Now think about the previous question and let me see the hands of those who believe each company has a total of $50,000,000 in coverage applicable to the damage (assuming no exclusions apply). Aha, almost all of you. Unfortunately, the insurance companies disagree. Here's the story.
Policyholders say, "Look, my policies all say they will pay 'all sums' and all that has to happen in order for those policies to be 'triggered' is that at least part of the total damage must occur during the policy period. I calculate my exposures and buy my policies on a year-by-year basis. Therefore, since all the policies are triggered, I should be able to pick any year during the span of damage and call upon those insurers to pay all or any part of the damages." This is called "vertical allocation" and is sometimes referred to as the "pick and choose" or "joint and several" theory.
Insurance companies say, "No, that's not right. First, you have to exhaust all the limits of all the primary coverage you bought over the span of the damage. This means that nonsettling primary carriers give excess carriers an excuse for not paying. Once the primary has paid, however, each excess policy contributes on a pro-rata basis until each policy is exhausted." Think of a coverage chart that spans the 10 years as a glass container into which you pour water. The water seeks its own level and rises all across the chronological span of coverage. As coverage years "fill up," more water is pushed to the remaining columns. This is known as "horizontal" exhaustion and is sometimes referred to as the "beaker" theory or the "bathtub" theory.
As long as the policyholder gets the benefit of all the coverage it purchased, it doesn't particularly make any difference. Here's the rub, however. Some courts have held that in years in which the policyholder purchased "insufficient" coverage (as determined by a special master appointed by the court), then the policyholder has to contribute to the loss in the same degree as that "insufficiency" bears to the total damages. So, in our example, let's suppose that the special master rules that both companies could have purchased $10,000,000 in coverage for each of the 10 years in question. Horizontal allocation with a penalty for under-insurance would then mandate that Company B receive only 10 percent of its insurance proceeds, or $5,000,000. It is held responsible for the entire $5,000,000 allocated cost in all years except 1995 because it is treated as the "insurer" of up to $10,000,000 in each of those nine years (see Figure 1). Company A, by contrast, would have to participate in the layers excess of $3,000,000 and $4,000,000 in 1989-1992 and would receive only $44,000,000 in spite of the fact that it had purchased $50,000,000 in coverage, all of which was triggered (see Figure 2).

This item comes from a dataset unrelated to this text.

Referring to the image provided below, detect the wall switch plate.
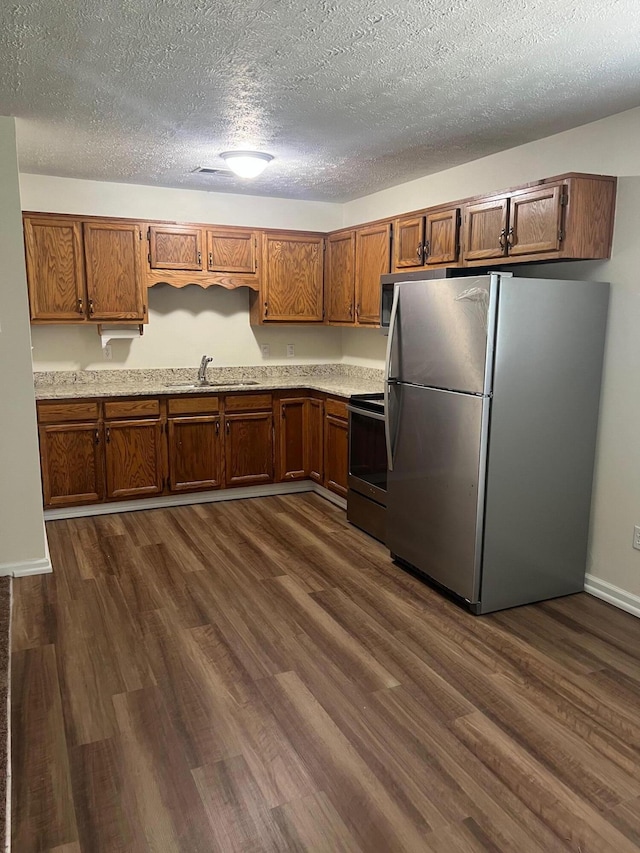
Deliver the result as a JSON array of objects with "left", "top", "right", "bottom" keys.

Had risk managers known of this potential in 1993, how in the world would they have decided what limits to purchase? They would have had to compare all the coverage they had purchased in the past with what might have been available (arguable at best) and then plan their future purchases as well. Suppose also that the maximum limits were calculated on the basis of "maximum probable loss." If future events proved that amount to be insufficient, and if some court determined that higher limits were available, then the insured would suffer not only the penalty of insufficient limits but would also be required to be a co-insurer in the lower layers.
But as if that were not bad enough, another element has entered the picture. That element is insolvent insurers, of which there are many. Now some courts are saying that having an insolvent insurer in any of these layers of coverage places policyholders in the same position as if they had purchased no insurance at all for that layer. Therefore, they become subject to the aforementioned under-insurance penalty in horizontal allocation. So, not only must policyholders be prescient and therefore able to perceive what limits they will purchase in the future, they must also be omniscient and able to know what limits of coverage were available in the past and what will be available in the future. Surely the only way to do that is with the help of Alice's famous looking glass.
In summary, then, under the "horizontal" theory of allocation, you must first settle with all of the primary carriers that issued policies during the span of the damages, and then you must contribute with the excess carriers in any years in which you are deemed by some judge not to have purchased adequate coverage. All this in spite of the fact that you have paid a premium for every policy and that every policy, under its specific terms, is triggered and responsible for paying "all sums" which you are legally obligated to pay as a result of the long-term occurrence. Make sense? Hardly.